Discovery of Structure-Activity and Structure-Kinetic Relationships by in silico Methods for PDE Inhibitors Optimization

In silico methods have played an increasingly determinant role in the development of therapeutically relevant molecules. Optimization of a hit to a lead molecule requires improvements in binding affinity, kinetic profile, selectivity, and pharmacological properties. Computational techniques enable us to disclose and understand important structure-property relationships. The primary aim of this thesis is the evaluation, validation, and application of computational methods to predict multiple compound properties and understand structure-property relationships (e.g., structure-activity and structure-kinetic relationships) that could be used for the ligand optimization process. The applied methods were used to investigate Cyclic nucleotide phosphodiesterases (PDEs) ligands. In particular, this thesis focuses on the optimization of inhibitors for a parasite PDE, the Trypanosoma brucei PDEB1 (TbrPDEB1), which is genetically validated as potential drug targets for the treatment of Human African Trypanosomiasis (HAT). TbrPDEB1 is not individually essential for parasite survival, but previous studies showed that its knockdown using RNAi leads to improper cell division and, therefore, cell death.
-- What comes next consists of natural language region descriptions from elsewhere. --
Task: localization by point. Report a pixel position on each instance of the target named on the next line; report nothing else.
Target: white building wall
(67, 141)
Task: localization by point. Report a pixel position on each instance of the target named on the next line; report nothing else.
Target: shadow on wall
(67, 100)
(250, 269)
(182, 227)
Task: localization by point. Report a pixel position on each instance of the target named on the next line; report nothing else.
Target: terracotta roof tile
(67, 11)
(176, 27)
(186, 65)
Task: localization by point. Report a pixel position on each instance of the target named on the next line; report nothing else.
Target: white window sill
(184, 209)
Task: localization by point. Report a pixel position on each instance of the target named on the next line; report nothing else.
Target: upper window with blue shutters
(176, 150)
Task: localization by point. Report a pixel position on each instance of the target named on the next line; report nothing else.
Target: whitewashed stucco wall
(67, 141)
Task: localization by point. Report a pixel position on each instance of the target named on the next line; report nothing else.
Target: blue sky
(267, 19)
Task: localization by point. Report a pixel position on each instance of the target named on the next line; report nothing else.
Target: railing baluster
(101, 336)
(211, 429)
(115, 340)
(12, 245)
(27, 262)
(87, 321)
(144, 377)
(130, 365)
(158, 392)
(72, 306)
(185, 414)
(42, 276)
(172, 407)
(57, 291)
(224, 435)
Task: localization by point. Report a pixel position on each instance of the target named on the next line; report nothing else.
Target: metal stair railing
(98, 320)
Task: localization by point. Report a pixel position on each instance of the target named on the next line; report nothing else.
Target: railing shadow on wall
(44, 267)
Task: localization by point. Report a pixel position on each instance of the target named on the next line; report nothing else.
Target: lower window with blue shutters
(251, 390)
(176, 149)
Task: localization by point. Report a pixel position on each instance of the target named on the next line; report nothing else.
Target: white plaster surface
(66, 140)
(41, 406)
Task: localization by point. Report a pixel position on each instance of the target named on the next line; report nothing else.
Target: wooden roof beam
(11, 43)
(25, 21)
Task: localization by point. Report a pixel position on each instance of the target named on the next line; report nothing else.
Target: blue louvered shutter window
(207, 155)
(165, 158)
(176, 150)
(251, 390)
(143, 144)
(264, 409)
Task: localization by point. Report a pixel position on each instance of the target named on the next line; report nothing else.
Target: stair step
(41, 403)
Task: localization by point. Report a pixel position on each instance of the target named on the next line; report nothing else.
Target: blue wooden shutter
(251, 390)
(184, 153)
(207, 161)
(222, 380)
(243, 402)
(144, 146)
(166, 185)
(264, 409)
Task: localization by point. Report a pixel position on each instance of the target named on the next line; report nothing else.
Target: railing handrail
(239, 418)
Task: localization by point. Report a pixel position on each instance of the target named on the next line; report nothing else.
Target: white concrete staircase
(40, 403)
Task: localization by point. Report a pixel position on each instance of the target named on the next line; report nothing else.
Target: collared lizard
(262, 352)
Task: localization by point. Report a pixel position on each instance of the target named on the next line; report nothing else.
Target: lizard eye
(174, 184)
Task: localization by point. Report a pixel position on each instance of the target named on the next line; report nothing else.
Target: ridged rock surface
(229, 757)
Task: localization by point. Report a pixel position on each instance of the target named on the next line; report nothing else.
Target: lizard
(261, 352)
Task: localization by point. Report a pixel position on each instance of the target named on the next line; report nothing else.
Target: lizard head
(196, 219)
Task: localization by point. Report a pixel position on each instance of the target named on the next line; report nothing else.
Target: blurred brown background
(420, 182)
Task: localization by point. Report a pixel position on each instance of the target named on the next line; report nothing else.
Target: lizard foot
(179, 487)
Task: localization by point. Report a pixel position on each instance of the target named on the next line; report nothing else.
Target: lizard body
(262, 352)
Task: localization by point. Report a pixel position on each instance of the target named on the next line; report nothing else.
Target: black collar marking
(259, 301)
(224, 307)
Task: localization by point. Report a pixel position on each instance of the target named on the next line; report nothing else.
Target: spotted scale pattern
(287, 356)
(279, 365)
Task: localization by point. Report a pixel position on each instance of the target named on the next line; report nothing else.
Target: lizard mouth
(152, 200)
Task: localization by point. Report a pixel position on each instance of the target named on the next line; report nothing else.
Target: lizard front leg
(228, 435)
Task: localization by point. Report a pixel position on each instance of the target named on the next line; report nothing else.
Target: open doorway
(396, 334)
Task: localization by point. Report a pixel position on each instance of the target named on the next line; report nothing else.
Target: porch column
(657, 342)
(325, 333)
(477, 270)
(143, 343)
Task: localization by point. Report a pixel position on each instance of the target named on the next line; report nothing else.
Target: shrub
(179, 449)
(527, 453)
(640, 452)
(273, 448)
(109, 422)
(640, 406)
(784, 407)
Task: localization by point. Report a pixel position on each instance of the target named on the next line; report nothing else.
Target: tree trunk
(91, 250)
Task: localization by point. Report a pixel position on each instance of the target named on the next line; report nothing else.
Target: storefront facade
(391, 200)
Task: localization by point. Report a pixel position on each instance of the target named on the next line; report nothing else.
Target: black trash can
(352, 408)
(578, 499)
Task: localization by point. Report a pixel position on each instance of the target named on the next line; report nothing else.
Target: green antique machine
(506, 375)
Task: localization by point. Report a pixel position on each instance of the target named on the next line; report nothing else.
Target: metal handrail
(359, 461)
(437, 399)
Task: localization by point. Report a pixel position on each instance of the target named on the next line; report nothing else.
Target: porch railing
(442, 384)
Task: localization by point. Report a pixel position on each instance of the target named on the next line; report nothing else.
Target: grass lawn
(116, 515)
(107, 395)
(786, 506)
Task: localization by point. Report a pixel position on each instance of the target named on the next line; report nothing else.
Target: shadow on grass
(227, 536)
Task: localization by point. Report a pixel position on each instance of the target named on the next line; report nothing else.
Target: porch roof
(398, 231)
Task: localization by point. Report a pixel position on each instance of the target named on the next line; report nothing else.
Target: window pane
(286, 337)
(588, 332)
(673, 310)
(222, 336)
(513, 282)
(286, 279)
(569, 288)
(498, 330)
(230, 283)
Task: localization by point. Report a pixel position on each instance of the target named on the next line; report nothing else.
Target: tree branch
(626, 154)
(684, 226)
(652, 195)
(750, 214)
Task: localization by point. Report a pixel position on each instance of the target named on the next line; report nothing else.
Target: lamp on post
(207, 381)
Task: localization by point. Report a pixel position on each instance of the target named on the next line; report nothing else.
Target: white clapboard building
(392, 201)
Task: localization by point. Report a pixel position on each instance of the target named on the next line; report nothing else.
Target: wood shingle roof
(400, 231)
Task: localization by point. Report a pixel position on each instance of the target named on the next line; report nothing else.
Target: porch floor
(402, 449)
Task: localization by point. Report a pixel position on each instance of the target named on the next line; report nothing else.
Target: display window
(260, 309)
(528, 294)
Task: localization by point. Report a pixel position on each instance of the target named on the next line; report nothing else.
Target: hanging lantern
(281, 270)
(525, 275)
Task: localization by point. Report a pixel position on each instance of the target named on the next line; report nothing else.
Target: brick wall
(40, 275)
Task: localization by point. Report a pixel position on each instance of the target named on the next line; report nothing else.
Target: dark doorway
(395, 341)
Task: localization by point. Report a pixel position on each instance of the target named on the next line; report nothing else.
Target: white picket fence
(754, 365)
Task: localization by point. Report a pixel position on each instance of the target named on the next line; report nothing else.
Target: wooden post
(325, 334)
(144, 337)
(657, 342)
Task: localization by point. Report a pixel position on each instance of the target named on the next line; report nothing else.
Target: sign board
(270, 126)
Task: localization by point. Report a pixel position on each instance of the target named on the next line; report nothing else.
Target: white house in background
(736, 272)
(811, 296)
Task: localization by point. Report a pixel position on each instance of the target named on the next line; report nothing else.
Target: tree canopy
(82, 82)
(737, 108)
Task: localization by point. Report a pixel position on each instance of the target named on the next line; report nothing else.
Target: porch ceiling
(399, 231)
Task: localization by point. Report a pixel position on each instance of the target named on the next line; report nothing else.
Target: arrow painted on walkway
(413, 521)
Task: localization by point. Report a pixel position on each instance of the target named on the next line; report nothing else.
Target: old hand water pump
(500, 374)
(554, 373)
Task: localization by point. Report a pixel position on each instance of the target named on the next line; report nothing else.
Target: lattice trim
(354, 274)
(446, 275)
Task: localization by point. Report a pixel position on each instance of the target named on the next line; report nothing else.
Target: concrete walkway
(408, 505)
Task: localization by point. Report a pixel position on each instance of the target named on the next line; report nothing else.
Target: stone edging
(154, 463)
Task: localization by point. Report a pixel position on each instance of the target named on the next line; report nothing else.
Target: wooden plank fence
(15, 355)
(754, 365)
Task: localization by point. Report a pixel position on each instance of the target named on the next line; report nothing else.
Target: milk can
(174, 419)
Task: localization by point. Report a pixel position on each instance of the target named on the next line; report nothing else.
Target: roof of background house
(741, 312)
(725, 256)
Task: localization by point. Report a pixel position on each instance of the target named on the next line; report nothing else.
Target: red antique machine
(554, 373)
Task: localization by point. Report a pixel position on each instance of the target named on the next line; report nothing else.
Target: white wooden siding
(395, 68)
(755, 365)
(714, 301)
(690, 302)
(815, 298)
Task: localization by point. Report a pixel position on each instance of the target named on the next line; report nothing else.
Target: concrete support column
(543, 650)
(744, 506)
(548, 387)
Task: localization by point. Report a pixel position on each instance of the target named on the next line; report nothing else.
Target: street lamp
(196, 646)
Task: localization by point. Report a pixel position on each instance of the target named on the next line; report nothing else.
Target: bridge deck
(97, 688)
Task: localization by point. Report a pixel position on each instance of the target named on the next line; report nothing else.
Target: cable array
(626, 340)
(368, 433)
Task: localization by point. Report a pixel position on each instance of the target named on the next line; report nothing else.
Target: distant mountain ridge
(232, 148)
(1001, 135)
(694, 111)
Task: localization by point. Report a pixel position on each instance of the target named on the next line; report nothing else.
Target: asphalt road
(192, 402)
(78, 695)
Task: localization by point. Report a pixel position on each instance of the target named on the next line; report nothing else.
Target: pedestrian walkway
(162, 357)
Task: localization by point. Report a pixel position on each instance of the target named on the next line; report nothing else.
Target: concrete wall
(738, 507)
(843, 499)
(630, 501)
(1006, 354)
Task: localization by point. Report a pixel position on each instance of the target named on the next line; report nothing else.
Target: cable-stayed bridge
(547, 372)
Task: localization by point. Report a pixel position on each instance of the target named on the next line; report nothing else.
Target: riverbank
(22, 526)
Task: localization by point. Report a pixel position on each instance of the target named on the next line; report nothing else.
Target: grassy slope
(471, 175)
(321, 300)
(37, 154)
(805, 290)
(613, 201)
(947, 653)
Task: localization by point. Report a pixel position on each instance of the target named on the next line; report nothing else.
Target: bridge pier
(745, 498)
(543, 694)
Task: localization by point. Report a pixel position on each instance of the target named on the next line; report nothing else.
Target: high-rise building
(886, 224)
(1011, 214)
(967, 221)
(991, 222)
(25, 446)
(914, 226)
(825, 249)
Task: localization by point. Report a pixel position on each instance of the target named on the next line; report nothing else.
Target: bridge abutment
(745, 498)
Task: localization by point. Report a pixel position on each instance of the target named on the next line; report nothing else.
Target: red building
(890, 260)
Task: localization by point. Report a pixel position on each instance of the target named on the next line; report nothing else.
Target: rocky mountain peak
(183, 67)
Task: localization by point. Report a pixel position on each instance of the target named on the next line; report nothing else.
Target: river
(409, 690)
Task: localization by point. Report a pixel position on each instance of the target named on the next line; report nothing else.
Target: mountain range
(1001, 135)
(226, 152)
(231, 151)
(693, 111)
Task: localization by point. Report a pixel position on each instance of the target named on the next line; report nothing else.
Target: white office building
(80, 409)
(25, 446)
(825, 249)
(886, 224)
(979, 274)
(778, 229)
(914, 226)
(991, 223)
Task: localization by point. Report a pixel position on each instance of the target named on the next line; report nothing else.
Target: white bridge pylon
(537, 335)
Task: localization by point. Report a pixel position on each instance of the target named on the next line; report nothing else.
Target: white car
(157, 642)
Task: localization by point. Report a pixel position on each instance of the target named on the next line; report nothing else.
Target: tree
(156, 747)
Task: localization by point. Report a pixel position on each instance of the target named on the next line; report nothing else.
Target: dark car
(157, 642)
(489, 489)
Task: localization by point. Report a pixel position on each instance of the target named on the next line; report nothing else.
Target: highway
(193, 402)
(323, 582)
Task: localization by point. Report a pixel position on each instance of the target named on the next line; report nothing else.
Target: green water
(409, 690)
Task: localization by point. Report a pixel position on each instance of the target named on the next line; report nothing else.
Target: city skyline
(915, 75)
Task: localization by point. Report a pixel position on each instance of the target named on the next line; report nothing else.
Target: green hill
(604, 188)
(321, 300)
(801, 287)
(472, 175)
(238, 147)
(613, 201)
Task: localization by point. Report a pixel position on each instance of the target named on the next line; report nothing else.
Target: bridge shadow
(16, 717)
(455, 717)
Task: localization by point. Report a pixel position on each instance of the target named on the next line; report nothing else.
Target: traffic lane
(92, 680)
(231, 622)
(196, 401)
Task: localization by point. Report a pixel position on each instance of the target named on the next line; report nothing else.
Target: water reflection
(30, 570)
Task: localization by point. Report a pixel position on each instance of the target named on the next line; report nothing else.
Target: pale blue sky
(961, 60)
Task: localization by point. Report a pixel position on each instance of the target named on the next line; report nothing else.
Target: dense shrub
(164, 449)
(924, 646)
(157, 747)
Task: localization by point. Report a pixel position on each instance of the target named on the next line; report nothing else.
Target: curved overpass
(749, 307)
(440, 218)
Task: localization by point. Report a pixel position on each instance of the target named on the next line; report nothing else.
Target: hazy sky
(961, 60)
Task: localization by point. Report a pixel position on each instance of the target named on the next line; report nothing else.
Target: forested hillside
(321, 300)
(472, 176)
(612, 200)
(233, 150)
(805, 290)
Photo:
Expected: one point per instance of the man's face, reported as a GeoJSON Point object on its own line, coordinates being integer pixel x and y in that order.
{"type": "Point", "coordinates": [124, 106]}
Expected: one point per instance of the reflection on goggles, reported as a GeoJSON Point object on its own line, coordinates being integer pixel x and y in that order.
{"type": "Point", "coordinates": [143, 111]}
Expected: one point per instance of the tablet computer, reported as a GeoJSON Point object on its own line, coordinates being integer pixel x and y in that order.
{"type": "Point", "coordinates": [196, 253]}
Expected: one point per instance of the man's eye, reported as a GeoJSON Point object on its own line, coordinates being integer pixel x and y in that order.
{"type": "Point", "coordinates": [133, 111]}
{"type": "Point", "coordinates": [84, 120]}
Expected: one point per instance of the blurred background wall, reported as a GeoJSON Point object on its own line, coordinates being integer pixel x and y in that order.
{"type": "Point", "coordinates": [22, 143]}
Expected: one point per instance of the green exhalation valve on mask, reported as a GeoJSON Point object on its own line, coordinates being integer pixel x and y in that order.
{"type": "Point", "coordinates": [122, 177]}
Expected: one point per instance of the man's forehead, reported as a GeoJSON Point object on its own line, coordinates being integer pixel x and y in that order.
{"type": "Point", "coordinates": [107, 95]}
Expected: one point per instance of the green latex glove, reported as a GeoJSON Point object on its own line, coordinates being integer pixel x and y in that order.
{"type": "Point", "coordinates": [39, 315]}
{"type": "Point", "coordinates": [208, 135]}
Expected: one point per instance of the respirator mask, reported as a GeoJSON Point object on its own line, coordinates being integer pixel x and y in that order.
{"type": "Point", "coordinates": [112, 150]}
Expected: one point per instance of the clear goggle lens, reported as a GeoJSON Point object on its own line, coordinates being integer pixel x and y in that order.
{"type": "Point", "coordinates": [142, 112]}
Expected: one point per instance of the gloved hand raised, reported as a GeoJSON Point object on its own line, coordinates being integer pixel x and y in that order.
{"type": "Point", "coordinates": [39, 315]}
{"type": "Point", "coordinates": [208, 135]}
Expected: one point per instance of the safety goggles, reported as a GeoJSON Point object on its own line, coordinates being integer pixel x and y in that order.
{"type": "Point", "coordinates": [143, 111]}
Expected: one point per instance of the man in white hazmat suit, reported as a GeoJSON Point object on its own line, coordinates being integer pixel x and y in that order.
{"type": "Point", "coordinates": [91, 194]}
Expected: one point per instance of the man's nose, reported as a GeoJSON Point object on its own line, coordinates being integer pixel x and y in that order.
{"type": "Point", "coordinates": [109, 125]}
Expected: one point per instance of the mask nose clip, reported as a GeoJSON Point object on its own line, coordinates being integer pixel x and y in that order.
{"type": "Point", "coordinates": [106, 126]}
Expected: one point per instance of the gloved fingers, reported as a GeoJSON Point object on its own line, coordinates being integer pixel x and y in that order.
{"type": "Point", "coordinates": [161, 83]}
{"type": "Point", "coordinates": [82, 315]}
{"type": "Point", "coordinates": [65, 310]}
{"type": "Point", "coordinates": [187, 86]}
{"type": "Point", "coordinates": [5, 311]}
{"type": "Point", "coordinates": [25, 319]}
The 3D structure of the catalytic domain of TbrPDEB1 is highly similar to the one of the human enzymes, i.e., PDE4 (hPDE4) which is considered an off-target in these studies. Therefore, next to binding affinity and kinetic profile, selectivity has been a major focus of interest in this thesis. This thesis demonstrates how the computational structure-based analysis, in combination with experimental data, can be used to gain key insights for designing new optimized ligands.